Wednesday, 19 March 2014

Installing RSelenium on Win 8.1

I was asked was it difficult to install and get RSelenium up and running on the windows platform.
It isn't and I made a quick screenr to show you how.


So in summary:



install.packages('RSelenium')
library(RSelenium)
checkForServer()
startServer()
remDr <- remoteDriver()
remDr$open()
remDr$navigate("http://www.google.com/ncr")
remDr$findElement(using = "name", value = "q")
remDr$highlightElement()
webElem$sendKeysToElement(list("R Cran"))
webElem$clearElement()
webElem$sendKeysToElement(list("R Cran", key = "enter"))
remDr$close()
remDr$closeServer()

13 comments:

  1. When I type startServer, it opens a java but it is empty.
    What I have to do ?

    ReplyDelete
    Replies
    1. Hi darannu.
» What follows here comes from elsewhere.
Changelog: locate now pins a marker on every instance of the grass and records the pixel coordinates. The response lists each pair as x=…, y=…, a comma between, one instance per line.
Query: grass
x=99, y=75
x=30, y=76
Yes the latest version of RSelenium writes the log to file in the /bin directory in the RSelenium package. https://github.com/johndharrison/RSelenium/blob/master/R/util.R#L61 so the java screen appears blank but is still working.

      Delete
    2. I can`t connect phantomjs to R.
      I type:
      remDr <- remoteDriver(browserName = "phantomjs")
      remDr$open()
      but it shows:
      info: driver.version: unknown
      I also type:
      remDr <- remoteDriver(browserName = "C:/Users/annunzid/Desktop/phantomjs-1.9.7-windows/phantomjs.exe")
      but whit the same result.
      What I have to do ?

      Delete
    3. Hi darannu,

      phantomjs needs to be in your path. So you would add C:/Users/annunzid/Desktop/phantomjs-1.9.7-windows/ to your path. See the explanation http://stackoverflow.com/questions/9546324/adding-directory-to-path-environment-variable-in-windows.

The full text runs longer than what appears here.